Lennox, et al.             Expires May 3, 2012                  [Page 4]


Internet-Draft         RTP Usage for Telepresence           October 2011


               ,'''''''''''|                           +-----------Y
               |           |                           |           |
               | +--------+|"""""""""""""""""""""""""""|+--------+ |
               | |EndPoint||---------------------------||EndPoint| |
               | +--------+|"""""""""""""""""""""""""""|+--------+ |
               |           |                           |           |
               "-----------'                           "------------


                  Figure 1: Point to Point Static Streams

   Dynamic streams from a finite set:

   In this case, the receiver has requested a smaller number of streams
   than the number of media sources that are available, and expects the
   sender to switch the sources being sent based on criteria chosen by
   the sender.  (This is called auto-switched in the CLUE Framework
   [I-D.ietf-clue-framework].)

   An example is a triple-camera system to two-screen system, in which
   the sender needs to switch either LC -> LR, or CR -> LR.

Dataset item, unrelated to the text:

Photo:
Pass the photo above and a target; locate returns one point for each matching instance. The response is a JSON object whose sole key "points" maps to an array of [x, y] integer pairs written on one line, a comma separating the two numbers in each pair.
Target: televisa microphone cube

   This describes an endpoint to endpoint, endpoint to multipoint
   device, and a transcoding device to endpoint.

   This is illustrated in Figure 2.


               ,'''''''''''|                           +-----------Y
               |           |                           |+--------+ |
               | +--------+|"""""""""""""""""""""""""""||EndPoint| |
               | |EndPoint||                           |+--------+_|
               | +--------+''''''''''                   '''''''''''
               |           |........
               "-----------'


              Figure 2: Point to Point Finite Source Streams

   Dynamic streams from an infinite set:

   This case describes a switched multipoint device to endpoint, in
   which the multipoint device can choose to send any streams received
   from any other endpoints within the conference to the endpoint.

   For example, in an MCU to triple-screen system, the MCU could send
   e.g.  LCR of a triple-camera system -> LCR, or CCC of three single-
   camera endpoints -> LCR.



Lennox, et al.             Expires May 3, 2012                  [Page 5]


Internet-Draft         RTP Usage for Telepresence           October 2011


   This is illustrated in Figure 3.


              +-+--+--+
              | |EP|  `-.
              | +--+  |`.`-.
              +-------`. `. `.
                        `-.`. `-.
                           `.`-. `-.
                             `-.`.  `-.-------+              +------+
              +--+--+---+       `.`.|  +---+  ---------------| +--+ |
              |  |EP|   +----.....:=.  |MCU|  ...............| |EP| |
              |  +--+   |"""""""""--|  +---+  |______________| +--+ |
              +---------+"""""""""";'.'.'.'---+              +------+
                                 .'.'.'.'
                               .'.'.'.'
                              / /.'.'
                            .'.::-'
               +--+--+--+ .'.::'
               |  |EP|  .'.::'
               |  +--+  .::'
               +--------.'


                   Figure 3: Multipoint Infinite Streams

   Within any of these cases, every stream within the multiplexed
   session MUST have a unique SSRC.  The SSRC is chosen at random
   [RFC3550] to ensure uniqueness (within the conference), and contains
   no meaningful information.

   Any source may choose to restart a stream at any time, resulting in a
   new SSRC.  For example, a transcoding MCU might, for reasons of load
   balancing, transfer an encoder onto a different DSP, and throw away
   all context of the encoding at this state, sending an RTCP BYE
   message for the old SSRC, and picking a new SSRC for the stream when
   started on the new DSP.

   Because of this possibility of changing the SSRC at any time, all our
   use cases can be considered to be the third and most difficult case,
   that of dynamic streams from an infinite set.  Thus, this is the only
   case we will consider.


5.  Demultiplexing

   There are two obvious choices in order to demultiplex: the SSRC,
   which is guaranteed to be unique for a stream, but conveys no



Lennox, et al.             Expires May 3, 2012                  [Page 6]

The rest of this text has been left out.